Home > Archive > 2022 > Volume 12 Number 5 (Sept. 2022) >
IJMLC 2022 Vol.12(5): 259-265 ISSN: 2010-3700
DOI: 10.18178/ijmlc.2022.12.5.1109

A New Approach to Neural Network Design for Fast Convergence via Feed-forward Loop

Nam Guk Kim

Abstract—A feed-forward loop has been widely used in control systems to boost the performance without hurting the overall stability of the system. We propose a new neural network, FfcNet by adopting the idea from the control theory. The proposed network adds a pre-designed feed-forward loop in parallel with the existing regular blocks, which is similar to the identity mapping in ResNet network. The feed-forward loop helps the overall network to converge faster while keeping overall system stability and accuracy. It is also shown that the feed-forward loop is equivalent to setting a proper initial condition of the parameters in the network.

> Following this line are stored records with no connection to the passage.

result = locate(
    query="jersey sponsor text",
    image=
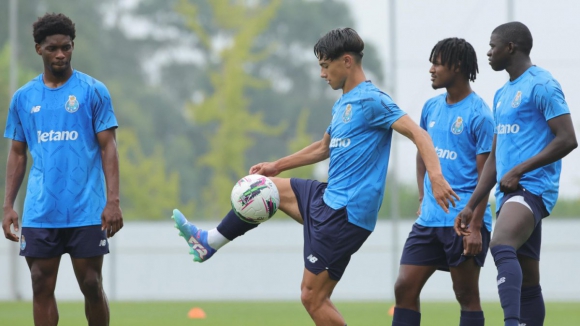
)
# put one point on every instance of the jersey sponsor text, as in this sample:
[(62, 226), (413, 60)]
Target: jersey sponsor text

A special dataset of highly distorted 7-segment LED images is prepared to evaluate the performance of the pattern recognition algorithm. We demonstrated the performance of the proposed design through simulations and found the new design improved the convergence rate by 52% from the original ResNet network while keeping the same test accuracy.

Index Terms——Fast convergence, feed-forward loop, FfcNet, pattern recognition, ResNet.

Nam Guk Kim is with Cybernetics Imaging Systems, Changwon, Gyeongsangnam-do, Korea, 51391 (e-mail: ngkim823@gmail.com).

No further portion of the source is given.